One of the SEO companies used to have a photo of an iceberg on their homepage. I love the analogy of an iceberg when it comes to search engine optimization. A recent conversation we had with a client regarding their return on their Search Engine Optimization budget held some concerns that they were only getting a handful of unique visitors in the last year for the keyword phrase we were targeting, promoting and tracking.
The keyword is quite unique and I don’t have permission to share it…. but in reviewing their analytics, they were only getting a handful of visits… for that exact keyword. However, there were approximately 200 visits per month for keyword-related searches before we worked on optimization. After a successful SEO program that took them to #1, that grew to over 1,000 visits per month. The keyword by itself was only resulting in a handful of visits before and dozens after. The client was only measuring the exact term and not all the relevant, related traffic.
There were 266 related keyword terms that the client was getting traffic on prior to the program. That grew to 1,141 related keyword phrases that they were getting traffic on post promotion and optimization. Those 1,141 related keyword searches resulted in over 20,000 new visitors to the site. When you calculate the return on that investment, it’s quite a win. Those terms are known as long-tail keywords, and there’s sometimes more customers, money and opportunity there than fighting it out with the competition on high-volume keywords.

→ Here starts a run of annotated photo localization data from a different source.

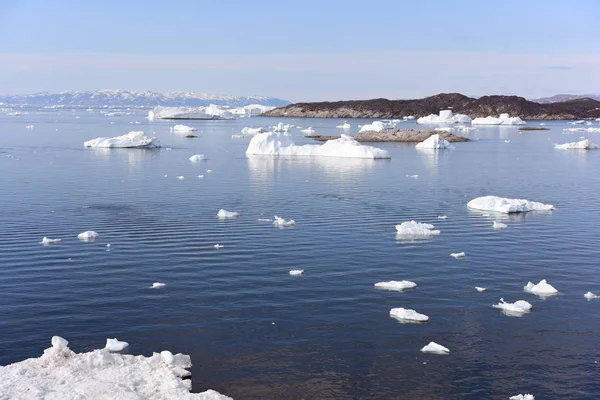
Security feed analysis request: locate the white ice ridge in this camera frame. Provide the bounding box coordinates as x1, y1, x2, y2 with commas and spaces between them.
450, 252, 465, 259
245, 132, 390, 159
554, 139, 599, 150
467, 196, 555, 213
77, 231, 99, 241
389, 308, 429, 322
0, 337, 232, 400
493, 298, 532, 315
217, 209, 241, 219
105, 338, 129, 352
420, 342, 449, 355
374, 281, 417, 291
40, 237, 61, 245
148, 105, 238, 120
510, 394, 535, 400
273, 216, 295, 227
337, 123, 351, 129
415, 134, 455, 149
493, 221, 507, 229
241, 126, 267, 135
416, 110, 472, 124
151, 282, 166, 289
189, 154, 207, 162
395, 221, 440, 237
84, 131, 161, 148
524, 279, 558, 296
170, 124, 197, 133
471, 113, 526, 125
585, 291, 599, 300
289, 269, 304, 276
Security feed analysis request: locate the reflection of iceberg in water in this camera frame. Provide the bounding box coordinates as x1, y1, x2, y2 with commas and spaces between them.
416, 147, 439, 175
88, 148, 159, 171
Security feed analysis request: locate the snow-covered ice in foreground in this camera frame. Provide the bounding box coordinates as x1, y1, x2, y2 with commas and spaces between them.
415, 134, 455, 149
170, 124, 197, 133
150, 282, 166, 289
420, 342, 449, 355
40, 237, 61, 245
273, 216, 295, 227
467, 196, 554, 213
450, 252, 465, 259
584, 291, 599, 300
554, 139, 599, 150
493, 298, 532, 315
471, 113, 526, 125
105, 338, 129, 352
289, 269, 304, 276
493, 221, 508, 229
395, 221, 440, 237
374, 281, 417, 292
524, 279, 558, 296
84, 131, 161, 148
189, 154, 207, 162
246, 132, 390, 159
77, 231, 98, 241
510, 394, 535, 400
475, 287, 486, 292
217, 209, 241, 219
416, 110, 472, 124
389, 308, 429, 322
337, 123, 351, 129
0, 336, 232, 400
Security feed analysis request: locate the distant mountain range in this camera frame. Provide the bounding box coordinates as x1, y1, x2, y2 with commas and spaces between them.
0, 90, 290, 108
531, 94, 600, 104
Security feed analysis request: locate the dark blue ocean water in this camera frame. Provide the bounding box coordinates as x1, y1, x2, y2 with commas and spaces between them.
1, 109, 600, 399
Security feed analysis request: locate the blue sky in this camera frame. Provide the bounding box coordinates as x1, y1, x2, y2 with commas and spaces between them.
1, 0, 599, 101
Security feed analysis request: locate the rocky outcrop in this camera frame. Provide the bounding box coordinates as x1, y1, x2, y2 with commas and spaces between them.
262, 93, 600, 120
307, 129, 469, 143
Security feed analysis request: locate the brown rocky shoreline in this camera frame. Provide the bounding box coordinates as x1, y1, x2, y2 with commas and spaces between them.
307, 129, 469, 143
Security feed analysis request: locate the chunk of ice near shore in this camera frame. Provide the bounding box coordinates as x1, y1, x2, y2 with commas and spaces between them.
415, 134, 455, 149
471, 113, 526, 125
493, 298, 532, 314
554, 139, 599, 150
389, 308, 429, 322
84, 131, 160, 148
420, 342, 449, 354
189, 154, 207, 162
467, 196, 554, 213
450, 252, 465, 259
217, 209, 241, 219
273, 216, 295, 227
524, 279, 558, 296
585, 291, 599, 300
241, 126, 267, 135
395, 221, 440, 237
40, 237, 61, 245
416, 110, 472, 124
337, 123, 351, 129
77, 231, 99, 241
105, 338, 129, 352
289, 269, 304, 276
510, 395, 535, 400
374, 281, 417, 291
150, 282, 166, 289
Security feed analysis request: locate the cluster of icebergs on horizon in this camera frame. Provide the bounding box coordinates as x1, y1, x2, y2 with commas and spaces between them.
84, 131, 160, 149
554, 139, 599, 150
245, 132, 390, 159
416, 110, 526, 126
471, 113, 526, 125
467, 196, 554, 213
0, 336, 231, 400
148, 104, 274, 120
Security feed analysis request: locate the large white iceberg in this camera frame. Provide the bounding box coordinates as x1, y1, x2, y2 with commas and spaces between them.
471, 113, 526, 125
554, 139, 599, 150
395, 221, 440, 237
0, 337, 231, 400
374, 280, 417, 291
417, 110, 472, 124
358, 120, 399, 132
84, 131, 161, 148
467, 196, 554, 213
389, 308, 429, 322
420, 342, 449, 355
524, 279, 558, 296
246, 132, 390, 159
493, 298, 532, 315
415, 134, 455, 149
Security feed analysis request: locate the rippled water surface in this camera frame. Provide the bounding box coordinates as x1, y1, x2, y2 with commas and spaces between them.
1, 110, 600, 399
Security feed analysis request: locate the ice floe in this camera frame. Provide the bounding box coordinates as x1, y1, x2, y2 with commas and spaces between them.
272, 122, 293, 133
389, 308, 429, 323
300, 127, 315, 134
26, 124, 34, 129
189, 154, 207, 162
554, 139, 599, 150
77, 231, 99, 241
417, 110, 472, 124
105, 338, 129, 352
406, 174, 419, 179
415, 134, 455, 149
289, 269, 304, 276
241, 127, 267, 135
197, 175, 205, 179
395, 221, 440, 237
563, 127, 600, 133
450, 252, 465, 259
84, 131, 161, 148
0, 336, 231, 400
467, 196, 554, 213
438, 215, 448, 219
273, 216, 295, 227
177, 176, 185, 180
374, 281, 417, 291
150, 282, 166, 289
214, 244, 224, 249
472, 113, 526, 125
510, 394, 535, 400
524, 279, 558, 296
217, 209, 241, 219
359, 121, 387, 132
40, 237, 61, 245
475, 287, 486, 292
245, 132, 390, 159
337, 123, 351, 129
258, 218, 273, 222
493, 298, 532, 315
584, 291, 599, 300
206, 169, 212, 173
420, 342, 449, 355
170, 124, 196, 133
493, 221, 507, 229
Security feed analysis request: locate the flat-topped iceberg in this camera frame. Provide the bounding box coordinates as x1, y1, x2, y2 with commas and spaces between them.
217, 209, 241, 219
149, 105, 234, 120
374, 280, 417, 291
246, 132, 390, 159
524, 279, 558, 296
554, 139, 599, 150
415, 133, 455, 149
467, 196, 554, 213
84, 131, 160, 148
170, 124, 196, 133
395, 221, 440, 237
417, 110, 472, 124
472, 113, 526, 125
389, 308, 429, 323
421, 342, 449, 355
493, 298, 532, 315
0, 337, 231, 400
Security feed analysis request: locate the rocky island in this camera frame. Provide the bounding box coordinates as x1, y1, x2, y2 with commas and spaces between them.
307, 129, 469, 143
262, 93, 600, 120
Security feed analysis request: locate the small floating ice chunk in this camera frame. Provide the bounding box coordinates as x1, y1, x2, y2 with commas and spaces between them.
475, 287, 486, 292
241, 126, 267, 135
206, 169, 212, 173
406, 174, 419, 179
374, 281, 417, 291
438, 215, 448, 219
176, 176, 185, 180
467, 196, 554, 213
524, 279, 558, 296
189, 154, 207, 162
197, 175, 204, 179
389, 308, 429, 322
554, 139, 599, 150
40, 237, 61, 245
150, 282, 166, 289
584, 291, 599, 300
214, 244, 224, 249
395, 221, 440, 237
300, 127, 315, 134
217, 209, 241, 219
170, 124, 196, 133
450, 252, 465, 259
273, 216, 295, 227
25, 125, 34, 129
493, 221, 507, 229
510, 394, 535, 400
415, 134, 455, 149
105, 338, 129, 352
336, 123, 351, 129
420, 342, 449, 354
289, 269, 304, 276
493, 298, 532, 315
257, 218, 273, 222
77, 231, 99, 241
52, 336, 69, 350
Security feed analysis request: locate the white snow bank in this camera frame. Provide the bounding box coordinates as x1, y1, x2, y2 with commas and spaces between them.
217, 209, 241, 219
246, 132, 390, 159
475, 287, 486, 292
150, 282, 166, 289
493, 298, 532, 315
374, 281, 417, 291
40, 237, 61, 245
450, 252, 465, 259
105, 338, 129, 352
585, 291, 599, 300
493, 221, 507, 229
189, 154, 207, 162
421, 342, 449, 355
415, 134, 455, 149
554, 139, 599, 150
241, 127, 267, 135
395, 221, 440, 237
84, 131, 161, 148
524, 279, 558, 296
0, 337, 231, 400
472, 113, 526, 125
467, 196, 554, 213
417, 110, 472, 124
289, 269, 304, 276
389, 308, 429, 322
273, 216, 295, 227
77, 231, 98, 241
510, 394, 535, 400
337, 123, 351, 129
170, 124, 196, 133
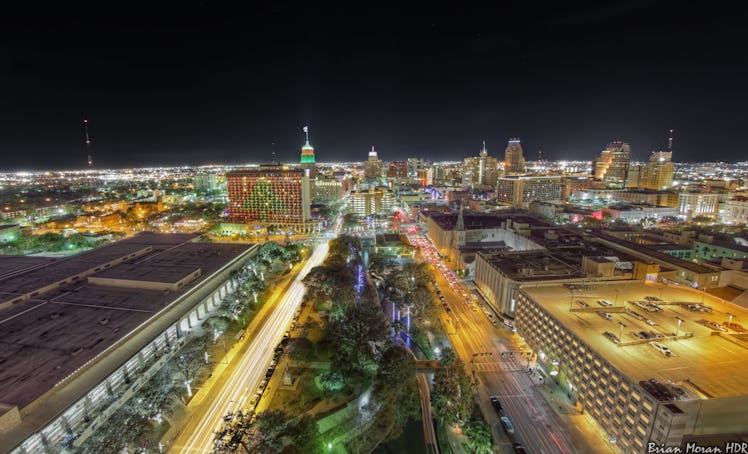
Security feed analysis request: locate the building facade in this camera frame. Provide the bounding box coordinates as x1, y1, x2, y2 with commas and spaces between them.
227, 165, 311, 230
462, 142, 499, 189
194, 173, 218, 193
496, 176, 564, 209
387, 161, 408, 178
364, 147, 383, 181
638, 151, 675, 190
720, 197, 748, 224
514, 283, 748, 453
593, 141, 631, 187
677, 192, 720, 221
348, 188, 394, 216
312, 177, 344, 202
504, 138, 526, 174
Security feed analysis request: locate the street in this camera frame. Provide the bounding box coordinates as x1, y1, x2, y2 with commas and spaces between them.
173, 241, 331, 453
410, 233, 592, 454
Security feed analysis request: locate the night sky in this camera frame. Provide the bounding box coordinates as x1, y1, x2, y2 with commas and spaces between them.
0, 1, 746, 170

The bottom line is that SEO is not like buying a keyword with PPC. Organic search has the opportunity to grow your traffic through an entire network of related keyword phrases. This is critical in your search engine strategy. If all your focus is on the tip of the iceberg, you’re not paying attention to the higher volumes of traffic that related search terms are bringing you.
Another strategy where this is an issue is local search. DK New Media recently performed an SEO audit on a service-based company that operated nationally. Their promotion, their content, their site hierarchy – their entire SEO strategy – only targeted general service-based terms without any geography.
The competitors are eating their lunch – getting a hundred times the traffic because the competitors intelligently targeted geography as aggressively as the service topic. When this company was working with their SEO consultant, geography didn’t even come up in the conversation because the search volumes weren’t significant. The SEO professional focused on the tip of the iceberg… and missed the 90%+ of smaller, geographic keyword searches.
The company is in trouble… they have a lot of ground to try to make up if they hope to be a leader in service-related searches. The fact is that local search is the primary term when searching for regional services. You’re not going to search for “car wash” on Google… you’re going to search for your neighborhood or city in addition to “car wash”. There may not be high volumes of searches for “Albuquerque car wash”… but add up every city in the United States with a car wash and that’s a HUGE number.
It’s okay to direct a strategy on the tip of the iceberg, measure it, monitor it, and optimize for it. However, don’t forget that you’re only working with the tip!